Can the likes of ESPN really make the transition to a stand-alone, over-the-top channel, if it has to?
ESPN, which has already seen some subscriber losses, must be mulling this future -- even as
it touts the strong loyalty of its viewers going into this upfront advertising selling period.
Estimates are, the big network still has financial and advertising strength. ESPN still collects
around $7 billion in subscriber fees and $4 billion in advertising revenues per year.
Backing up ESPN’s positive future, a survey from the Center for Digital Future/USC Annenberg and
sports content producer The Post Game, says 56% of sports fans would spend more for online streaming channels than for cable/satellite channels. The survey wasn’t specific about exactly what
channels — sports, non-sports, ESPN, or otherwise.
Though over-the-top services are tempting to all TV viewers because of price and efficiency, reality is setting in with some sports
fans, according to the survey: 90% are willing to pay
something for sports programming.
Other positive signs for traditional sports channels: Young sports fans age 15-36 will spend more for sports programming than older fans. The survey was
also positive about mobile sports consumption. About a third of millennials (age 29-36) said they would watch a sporting event on someone’s else’s mobile phone.
All this meshes
with the sharp rise of mobile usage in key ESPN brands. The network says there is a 74% year-to-year increase in online viewing for its ubiquitous “SportsCenter”programming.
How
much will high usage sports TV consumers pay for an OTT ESPN network? $7 a month? Or $8? Maybe $20?
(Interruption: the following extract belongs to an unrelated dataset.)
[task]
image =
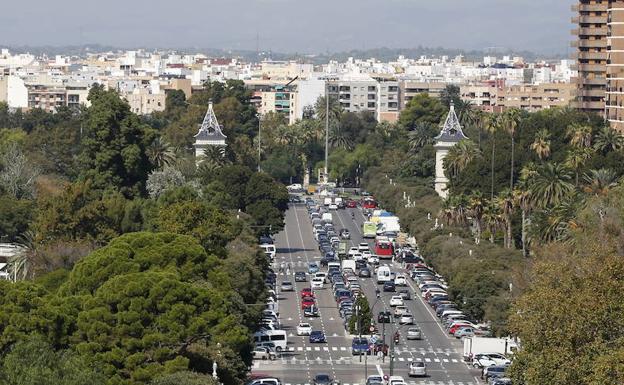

Intense sports fans need to do their own financial entertainment math -- no doubt coming at
a price for other non-sports channels they don’t need.
Can ESPN get there? If modest pricing doesn’t persuade enough, ESPN -- and TV networks of its type -- will continue to play
the card that increasingly means a lot to viewers and advertisers: It’s live programming, and carries premium value for all involved.